The harassment continued with warders kicking over prisoners chamber pots and
slopping the contents upon the floors where they slept. To prevent this the
prisoners threw the slops out the window, which was then sealed. So the
prisoners daubed the shit on the wall in a "dirty protest" over their
conditions. The extension to this form of protest lay within the hunger strike
of 1981 at the Maze prison. Ten prisoners (Bobby Sands first) died. 9 prisoners
on H Block elected to parliament in 1981, and after the hunger strike [why did
it end?] In the early 1980s a lot of IRA bombings killed
civilians--a period of "mistakes". Huge fertilizer bombs devastated
commercial targets in the late'80s, e.g., the Europa Hotel. Libya supplied a
lot of semtex and weapons in this period. Also a major IRA campaign in England
from the late '80s to the present: 10 Marine bandsmen killed with a bomb,
Paddington and Victorian railway stations; a shopping center in Warrington
bombed, killed two boys. There was a short-lived peace movement centered in
Eire, in response to these bombings, but it petered out especially when in 1991
and 1993 huge bombs gutted London's financial district. But note too that in
1986 an American court refused to extradite Joe Doherty, escaped from a murder
sentence in NI, on the grounds that it is a political struggle not common crime
(he was, however, extradited for having entered US illegally, and is now
serving!) The FBI stung the IRA by selling them a Stinger missile (useful
against Brit helicopters) and arresting them. Meanwhile, Loyalist death squads
killed 163 Catholics between 1988-93, and Coogan at least thinks British
intelligence coordinates them and controls the UVF. In 1991 a rocket bombed PM Major at #10 Downing
Street, but still there were talks about talks, frustrated however by Unionist
stallings and a spate of sectarian killings, and the talks died in July '91. In
January of '92 Albert Reynolds succeeded Haughey (who had, however, set up the
Hume/Gerry Adams talks), and Reynolds and Major talked in April '92. Still, the
Unionists vowed "not one inch" and Major relied too much on them for
his Parliamentary majority to insist--he continued to guarantee that there
would be no change in NI without their agreement. In Eire, a new Labor/Fianna
Fáil coalition was a strong one, and was able to support Hume/Adams talks, but
Hume and Adams ruled out any settlement without self-determination (i.e.,
insisting the Brits out). In February 1994 Sinn Fein President Gerry
Adams visited New York after the granting of a 48 hour visa by the Clinton
administration. March saw a series of mortar attacks at Heathrow Airport on the
9, 10 and the 13, with unarmed rockets, demonstrated the airports
vulnerability. A spectacular own goal was scored on June 2, by the British when
a Chinook helicopter crash in Scotland effectively wiped out Britain's
counterinsurgency staff leaving gaps across every region of the six counties.

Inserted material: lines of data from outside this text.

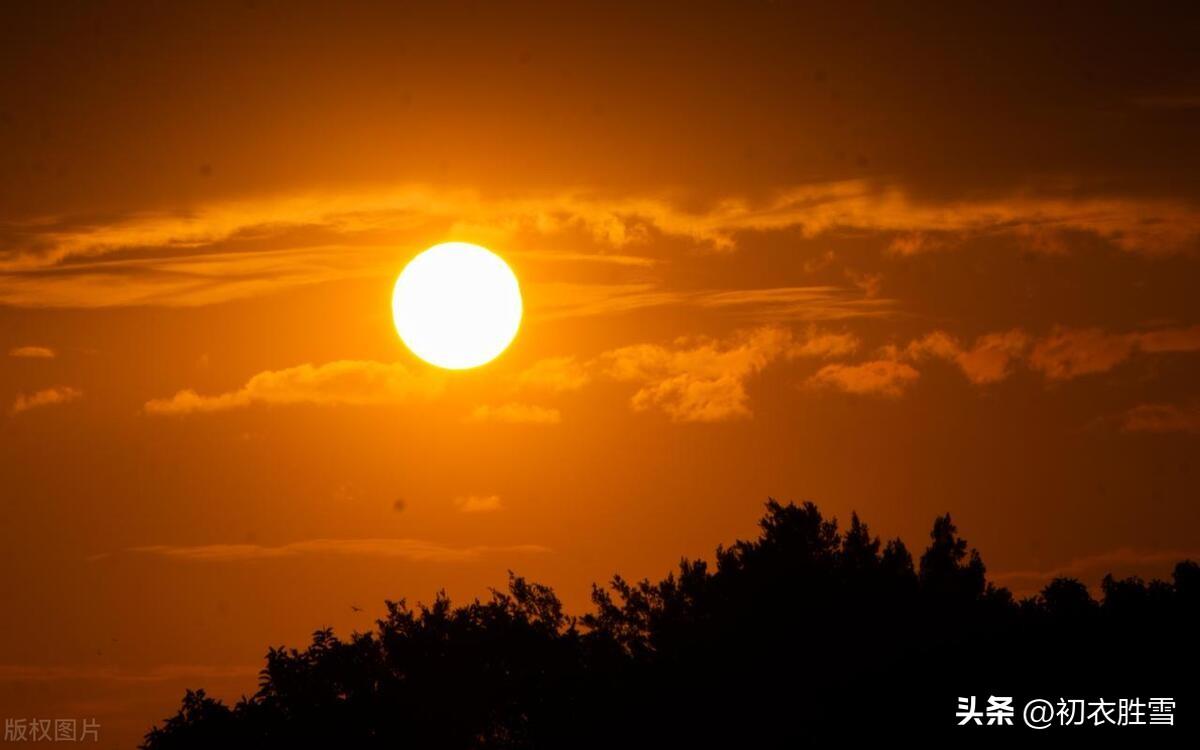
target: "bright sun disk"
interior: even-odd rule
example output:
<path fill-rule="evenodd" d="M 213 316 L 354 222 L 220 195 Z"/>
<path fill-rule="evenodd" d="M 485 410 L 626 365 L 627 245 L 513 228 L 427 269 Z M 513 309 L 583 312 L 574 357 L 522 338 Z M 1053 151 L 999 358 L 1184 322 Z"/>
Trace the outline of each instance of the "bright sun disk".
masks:
<path fill-rule="evenodd" d="M 521 325 L 521 289 L 508 264 L 466 242 L 434 245 L 409 261 L 392 293 L 405 345 L 430 364 L 464 370 L 500 355 Z"/>

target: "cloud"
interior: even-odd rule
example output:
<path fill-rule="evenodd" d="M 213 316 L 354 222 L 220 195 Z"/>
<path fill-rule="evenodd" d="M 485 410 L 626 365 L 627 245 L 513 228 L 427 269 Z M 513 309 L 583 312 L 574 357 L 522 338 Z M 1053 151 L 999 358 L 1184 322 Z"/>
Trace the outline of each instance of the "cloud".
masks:
<path fill-rule="evenodd" d="M 845 357 L 858 351 L 860 343 L 858 337 L 852 333 L 823 333 L 815 327 L 810 327 L 804 340 L 792 346 L 788 355 L 820 359 Z"/>
<path fill-rule="evenodd" d="M 83 398 L 83 391 L 69 385 L 56 385 L 52 388 L 45 388 L 31 393 L 28 396 L 24 393 L 18 393 L 16 400 L 13 401 L 12 413 L 20 414 L 23 411 L 37 409 L 42 406 L 66 404 L 80 398 Z"/>
<path fill-rule="evenodd" d="M 912 365 L 895 359 L 878 359 L 854 365 L 825 365 L 808 379 L 808 384 L 856 395 L 896 398 L 920 376 Z"/>
<path fill-rule="evenodd" d="M 505 424 L 558 424 L 562 413 L 533 404 L 508 403 L 499 406 L 477 406 L 467 417 L 468 422 L 502 422 Z"/>
<path fill-rule="evenodd" d="M 1163 328 L 1134 334 L 1138 349 L 1143 352 L 1200 351 L 1200 325 L 1190 328 Z"/>
<path fill-rule="evenodd" d="M 640 344 L 602 353 L 586 362 L 574 357 L 539 360 L 517 376 L 518 384 L 563 392 L 584 387 L 594 373 L 642 383 L 631 404 L 637 411 L 661 409 L 677 422 L 718 422 L 751 415 L 745 381 L 780 358 L 831 359 L 854 353 L 858 337 L 810 325 L 801 337 L 778 325 L 742 331 L 727 341 L 680 338 L 673 346 Z M 554 409 L 513 403 L 480 406 L 471 421 L 544 422 L 560 419 Z"/>
<path fill-rule="evenodd" d="M 1200 326 L 1133 333 L 1059 327 L 1034 345 L 1029 364 L 1050 380 L 1069 380 L 1108 372 L 1137 351 L 1200 351 Z"/>
<path fill-rule="evenodd" d="M 616 380 L 638 382 L 635 411 L 660 409 L 676 422 L 720 422 L 751 416 L 746 380 L 783 356 L 792 335 L 778 326 L 741 332 L 729 341 L 678 339 L 673 347 L 639 344 L 598 358 Z"/>
<path fill-rule="evenodd" d="M 1006 586 L 1018 595 L 1034 594 L 1055 578 L 1075 578 L 1093 586 L 1111 573 L 1114 578 L 1140 576 L 1145 579 L 1170 579 L 1175 563 L 1200 560 L 1200 549 L 1137 550 L 1121 548 L 1097 555 L 1079 557 L 1045 570 L 1013 570 L 989 574 L 996 584 Z M 1093 595 L 1099 592 L 1093 590 Z"/>
<path fill-rule="evenodd" d="M 845 277 L 862 290 L 868 298 L 878 297 L 879 292 L 883 290 L 883 274 L 882 273 L 865 273 L 856 271 L 853 268 L 847 268 L 842 272 Z"/>
<path fill-rule="evenodd" d="M 1135 197 L 1078 198 L 1025 193 L 985 200 L 916 202 L 885 191 L 875 201 L 876 217 L 852 202 L 844 226 L 895 232 L 890 250 L 917 255 L 952 249 L 980 236 L 1008 235 L 1030 250 L 1062 252 L 1064 236 L 1085 233 L 1126 252 L 1144 256 L 1187 253 L 1200 238 L 1200 211 L 1187 201 Z M 856 221 L 857 220 L 857 221 Z"/>
<path fill-rule="evenodd" d="M 717 421 L 749 415 L 744 380 L 775 358 L 836 359 L 853 354 L 861 345 L 853 334 L 822 332 L 811 326 L 800 339 L 774 326 L 757 331 L 757 343 L 731 345 L 724 354 L 711 340 L 689 348 L 684 339 L 677 342 L 676 349 L 644 344 L 608 352 L 599 361 L 618 380 L 647 381 L 634 395 L 635 409 L 659 407 L 677 421 Z M 772 333 L 763 333 L 767 331 Z M 969 346 L 946 331 L 934 330 L 903 347 L 882 347 L 874 360 L 825 365 L 806 382 L 846 393 L 895 398 L 920 378 L 914 364 L 930 358 L 955 364 L 975 385 L 989 385 L 1007 378 L 1021 361 L 1050 380 L 1064 380 L 1106 371 L 1137 351 L 1200 351 L 1200 326 L 1122 334 L 1099 328 L 1056 328 L 1036 341 L 1024 330 L 1013 328 L 981 335 Z M 724 367 L 715 364 L 722 356 L 728 358 Z M 1186 417 L 1172 418 L 1161 409 L 1159 412 L 1164 429 L 1169 424 L 1185 429 Z M 1152 417 L 1149 412 L 1137 416 L 1143 421 Z"/>
<path fill-rule="evenodd" d="M 946 250 L 950 245 L 949 241 L 932 232 L 906 232 L 892 238 L 891 242 L 888 243 L 888 252 L 893 255 L 908 257 Z"/>
<path fill-rule="evenodd" d="M 1069 380 L 1111 370 L 1133 353 L 1134 344 L 1132 336 L 1099 328 L 1060 328 L 1034 345 L 1029 364 L 1050 380 Z"/>
<path fill-rule="evenodd" d="M 530 285 L 531 317 L 559 320 L 615 315 L 653 307 L 723 310 L 748 320 L 845 320 L 890 315 L 895 301 L 836 286 L 670 290 L 651 283 Z"/>
<path fill-rule="evenodd" d="M 556 393 L 577 391 L 587 385 L 588 380 L 587 368 L 570 356 L 540 359 L 517 375 L 517 383 L 523 387 Z"/>
<path fill-rule="evenodd" d="M 1028 347 L 1029 336 L 1014 328 L 980 336 L 969 350 L 960 352 L 954 361 L 972 383 L 995 383 L 1008 377 L 1010 364 L 1020 358 Z"/>
<path fill-rule="evenodd" d="M 148 414 L 178 416 L 252 404 L 400 404 L 430 398 L 441 389 L 440 378 L 414 374 L 399 363 L 339 360 L 260 372 L 238 390 L 214 396 L 179 391 L 170 398 L 147 401 L 145 410 Z"/>
<path fill-rule="evenodd" d="M 910 255 L 979 235 L 1012 235 L 1036 249 L 1061 245 L 1057 238 L 1064 233 L 1084 232 L 1146 255 L 1190 252 L 1200 237 L 1200 209 L 1185 201 L 1046 191 L 935 201 L 915 199 L 894 185 L 851 180 L 696 205 L 695 196 L 668 193 L 496 196 L 402 185 L 226 201 L 187 211 L 9 222 L 0 251 L 0 304 L 213 304 L 391 273 L 398 243 L 446 236 L 504 242 L 520 232 L 582 230 L 611 248 L 661 235 L 729 251 L 742 233 L 787 230 L 810 238 L 877 234 L 890 238 L 894 252 Z M 541 255 L 631 268 L 653 262 L 629 253 Z M 877 280 L 864 284 L 868 292 L 878 291 Z"/>
<path fill-rule="evenodd" d="M 945 331 L 933 331 L 909 343 L 905 354 L 912 359 L 936 357 L 958 365 L 975 385 L 996 383 L 1008 377 L 1011 365 L 1029 348 L 1029 335 L 1019 328 L 989 333 L 963 348 Z"/>
<path fill-rule="evenodd" d="M 70 258 L 4 270 L 0 304 L 16 307 L 195 307 L 380 273 L 384 248 L 353 243 L 218 251 L 171 246 L 134 257 Z M 390 248 L 394 252 L 394 247 Z M 114 252 L 116 252 L 114 250 Z M 394 263 L 394 256 L 391 258 Z"/>
<path fill-rule="evenodd" d="M 488 554 L 537 554 L 549 552 L 549 549 L 536 544 L 450 547 L 421 539 L 307 539 L 274 547 L 259 544 L 150 545 L 132 547 L 126 551 L 189 562 L 241 562 L 335 555 L 453 563 L 470 562 Z"/>
<path fill-rule="evenodd" d="M 685 294 L 660 289 L 650 283 L 543 282 L 531 284 L 527 296 L 530 317 L 540 320 L 615 315 L 687 301 Z"/>
<path fill-rule="evenodd" d="M 686 300 L 685 300 L 686 301 Z M 786 322 L 866 318 L 889 315 L 895 301 L 836 286 L 791 286 L 696 292 L 698 307 L 730 309 L 757 320 Z"/>
<path fill-rule="evenodd" d="M 10 357 L 25 359 L 54 359 L 54 350 L 48 346 L 17 346 L 8 350 Z"/>
<path fill-rule="evenodd" d="M 513 250 L 506 253 L 509 257 L 543 262 L 558 263 L 596 263 L 612 266 L 633 266 L 650 268 L 658 264 L 654 258 L 642 255 L 622 255 L 619 253 L 572 253 L 547 250 Z"/>
<path fill-rule="evenodd" d="M 501 509 L 499 495 L 471 495 L 454 498 L 459 513 L 493 513 Z"/>
<path fill-rule="evenodd" d="M 1200 403 L 1138 404 L 1120 417 L 1125 432 L 1200 433 Z"/>
<path fill-rule="evenodd" d="M 1129 333 L 1059 326 L 1037 340 L 1019 328 L 989 333 L 970 347 L 945 331 L 932 331 L 893 352 L 893 358 L 944 359 L 958 365 L 972 383 L 986 385 L 1004 380 L 1022 360 L 1048 380 L 1070 380 L 1108 372 L 1137 352 L 1193 351 L 1200 351 L 1200 326 Z"/>

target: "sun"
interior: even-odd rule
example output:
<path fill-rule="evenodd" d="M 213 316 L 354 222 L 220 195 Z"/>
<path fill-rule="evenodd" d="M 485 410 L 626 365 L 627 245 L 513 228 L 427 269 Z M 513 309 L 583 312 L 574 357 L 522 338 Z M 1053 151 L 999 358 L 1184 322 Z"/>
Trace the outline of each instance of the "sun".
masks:
<path fill-rule="evenodd" d="M 392 319 L 426 362 L 465 370 L 492 361 L 521 325 L 521 287 L 508 264 L 466 242 L 434 245 L 409 261 L 392 292 Z"/>

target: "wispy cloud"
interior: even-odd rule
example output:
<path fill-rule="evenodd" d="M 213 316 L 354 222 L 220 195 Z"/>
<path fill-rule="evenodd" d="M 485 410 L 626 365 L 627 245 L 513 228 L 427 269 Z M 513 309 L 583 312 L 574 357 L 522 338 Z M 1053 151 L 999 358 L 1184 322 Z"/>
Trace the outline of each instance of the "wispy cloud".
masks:
<path fill-rule="evenodd" d="M 934 330 L 907 345 L 881 347 L 872 361 L 826 365 L 808 379 L 808 384 L 847 393 L 896 397 L 920 378 L 914 365 L 928 359 L 952 362 L 972 384 L 986 386 L 1007 378 L 1020 363 L 1042 373 L 1047 380 L 1058 381 L 1107 372 L 1136 352 L 1194 351 L 1200 351 L 1200 326 L 1128 333 L 1057 327 L 1036 339 L 1020 328 L 1013 328 L 984 334 L 970 345 L 946 331 Z M 1186 415 L 1172 416 L 1163 408 L 1153 412 L 1143 410 L 1131 418 L 1144 424 L 1143 429 L 1150 429 L 1155 417 L 1164 428 L 1168 424 L 1186 424 Z"/>
<path fill-rule="evenodd" d="M 1190 101 L 1173 99 L 1172 101 Z M 801 228 L 816 236 L 836 228 L 879 231 L 964 232 L 1014 227 L 1072 227 L 1113 236 L 1131 247 L 1159 238 L 1194 237 L 1197 213 L 1186 203 L 1134 198 L 1075 198 L 1026 192 L 985 200 L 917 200 L 896 186 L 866 180 L 812 183 L 750 200 L 739 196 L 689 209 L 687 196 L 614 198 L 576 190 L 484 195 L 469 190 L 405 185 L 385 190 L 229 201 L 186 213 L 128 213 L 78 221 L 70 217 L 10 227 L 24 252 L 9 267 L 39 257 L 53 261 L 114 249 L 197 247 L 247 234 L 296 226 L 340 232 L 397 229 L 441 220 L 465 231 L 583 228 L 615 247 L 647 232 L 689 237 L 718 248 L 741 231 Z"/>
<path fill-rule="evenodd" d="M 1138 404 L 1120 416 L 1125 432 L 1200 433 L 1200 402 Z"/>
<path fill-rule="evenodd" d="M 989 333 L 963 347 L 945 331 L 933 331 L 909 343 L 905 354 L 912 359 L 937 357 L 958 365 L 975 385 L 996 383 L 1008 377 L 1012 363 L 1029 348 L 1030 337 L 1019 328 Z"/>
<path fill-rule="evenodd" d="M 501 422 L 504 424 L 558 424 L 562 413 L 558 409 L 517 402 L 475 407 L 467 417 L 468 422 Z"/>
<path fill-rule="evenodd" d="M 23 359 L 54 359 L 54 350 L 48 346 L 17 346 L 8 350 L 8 356 Z"/>
<path fill-rule="evenodd" d="M 503 506 L 499 495 L 470 495 L 454 498 L 454 507 L 459 513 L 494 513 Z"/>
<path fill-rule="evenodd" d="M 1108 372 L 1135 352 L 1200 351 L 1200 326 L 1110 333 L 1101 328 L 1056 328 L 1040 339 L 1029 364 L 1050 380 Z"/>
<path fill-rule="evenodd" d="M 188 562 L 241 562 L 335 555 L 453 563 L 470 562 L 489 554 L 538 554 L 550 550 L 537 544 L 451 547 L 422 539 L 307 539 L 273 547 L 260 544 L 150 545 L 132 547 L 126 551 Z"/>
<path fill-rule="evenodd" d="M 513 250 L 507 255 L 517 260 L 536 260 L 547 263 L 589 263 L 612 266 L 632 266 L 635 268 L 650 268 L 658 264 L 654 258 L 643 255 L 624 255 L 622 253 L 573 253 L 552 250 Z"/>
<path fill-rule="evenodd" d="M 1050 380 L 1107 372 L 1133 353 L 1136 341 L 1099 328 L 1058 329 L 1033 347 L 1029 364 Z"/>
<path fill-rule="evenodd" d="M 1126 250 L 1155 255 L 1194 250 L 1200 237 L 1200 209 L 1161 199 L 1024 193 L 931 201 L 894 186 L 845 181 L 794 187 L 758 200 L 729 196 L 703 208 L 694 205 L 686 196 L 668 194 L 620 199 L 588 191 L 496 196 L 408 185 L 247 199 L 170 213 L 38 219 L 6 227 L 0 303 L 210 304 L 391 272 L 395 248 L 404 238 L 504 242 L 519 232 L 551 235 L 567 229 L 582 230 L 612 249 L 665 235 L 720 251 L 734 249 L 739 234 L 751 231 L 788 230 L 807 237 L 875 233 L 890 237 L 896 251 L 905 254 L 994 234 L 1023 238 L 1035 249 L 1056 247 L 1056 236 L 1086 232 Z M 384 236 L 387 241 L 381 242 Z M 654 262 L 628 252 L 541 254 L 630 267 Z M 653 299 L 646 293 L 623 296 L 627 304 Z"/>
<path fill-rule="evenodd" d="M 29 395 L 18 393 L 16 400 L 13 401 L 12 413 L 20 414 L 23 411 L 38 409 L 44 406 L 67 404 L 81 398 L 83 398 L 83 391 L 69 385 L 56 385 Z"/>
<path fill-rule="evenodd" d="M 529 314 L 540 320 L 615 315 L 680 304 L 684 295 L 656 284 L 580 284 L 543 282 L 531 285 Z"/>
<path fill-rule="evenodd" d="M 889 315 L 895 301 L 836 286 L 793 286 L 697 292 L 698 307 L 728 309 L 775 322 L 845 320 Z"/>
<path fill-rule="evenodd" d="M 777 359 L 833 359 L 854 353 L 861 342 L 845 331 L 810 324 L 797 335 L 768 324 L 725 340 L 681 337 L 670 345 L 636 344 L 581 361 L 547 357 L 516 377 L 518 387 L 555 393 L 578 390 L 598 377 L 640 384 L 631 400 L 636 411 L 660 409 L 678 422 L 719 422 L 751 415 L 745 381 Z M 521 403 L 481 406 L 474 421 L 557 422 L 555 409 Z"/>
<path fill-rule="evenodd" d="M 148 414 L 179 416 L 226 411 L 254 404 L 378 405 L 430 398 L 441 392 L 442 380 L 416 374 L 399 363 L 339 360 L 267 370 L 236 391 L 204 396 L 183 390 L 170 398 L 147 401 Z"/>
<path fill-rule="evenodd" d="M 804 338 L 788 350 L 789 356 L 832 359 L 858 351 L 861 341 L 852 333 L 824 332 L 810 326 Z"/>
<path fill-rule="evenodd" d="M 792 342 L 786 328 L 763 326 L 724 342 L 684 338 L 669 347 L 622 347 L 599 363 L 610 377 L 641 384 L 630 402 L 636 411 L 660 409 L 677 422 L 720 422 L 751 415 L 746 380 Z"/>
<path fill-rule="evenodd" d="M 135 257 L 68 258 L 2 270 L 0 303 L 17 307 L 105 308 L 134 305 L 194 307 L 270 294 L 281 289 L 378 273 L 385 248 L 356 244 L 210 248 Z M 394 252 L 395 248 L 386 248 Z M 394 257 L 390 258 L 394 263 Z"/>
<path fill-rule="evenodd" d="M 859 364 L 825 365 L 808 379 L 808 384 L 860 396 L 897 398 L 920 377 L 912 365 L 894 359 L 877 359 Z"/>
<path fill-rule="evenodd" d="M 521 371 L 517 384 L 562 393 L 577 391 L 590 379 L 587 367 L 575 357 L 546 357 Z"/>
<path fill-rule="evenodd" d="M 747 321 L 786 323 L 881 317 L 896 303 L 836 286 L 671 290 L 652 283 L 543 283 L 532 286 L 531 315 L 544 320 L 614 315 L 654 307 L 723 310 Z"/>
<path fill-rule="evenodd" d="M 1200 351 L 1200 326 L 1124 333 L 1059 326 L 1037 339 L 1019 328 L 989 333 L 970 346 L 945 331 L 932 331 L 892 356 L 910 361 L 944 359 L 958 365 L 972 383 L 987 385 L 1007 378 L 1019 362 L 1047 380 L 1058 381 L 1108 372 L 1138 352 L 1196 351 Z"/>

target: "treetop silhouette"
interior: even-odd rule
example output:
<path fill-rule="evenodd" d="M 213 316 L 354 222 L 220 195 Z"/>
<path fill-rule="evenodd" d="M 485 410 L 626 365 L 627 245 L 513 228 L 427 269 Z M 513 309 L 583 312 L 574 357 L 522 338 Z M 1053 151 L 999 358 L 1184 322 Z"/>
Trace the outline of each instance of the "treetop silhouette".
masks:
<path fill-rule="evenodd" d="M 949 514 L 915 568 L 857 514 L 843 532 L 772 500 L 759 526 L 712 567 L 593 586 L 580 617 L 511 573 L 462 606 L 389 601 L 371 632 L 270 649 L 233 706 L 189 691 L 143 747 L 761 747 L 952 732 L 956 696 L 1196 692 L 1195 562 L 1171 582 L 1106 577 L 1099 600 L 1059 578 L 1016 601 Z"/>

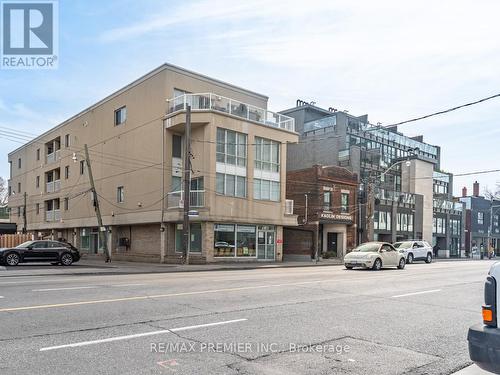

Ceasefire by the IRA arrived the start of September. October saw the lifting of
an exclusion order (from entering mainland Britain) on the leaders of Sinn Fein
and the announcement that John Major's government would have talks with them.
The loyalist paramilitary groups declared their ceasefire on the 14th of that
month leaving the British armed forces as the only group continuing their
military operations. They still claim that they are pulling out of the state
but it seems untrue. None of the state of the art barracks have had any
attempts at dismantling. The R.U.C. still actively harass the nationalist
community. The government only recently has refused to talks with Sinn Fein
until the I.R.A. hands in all its arms.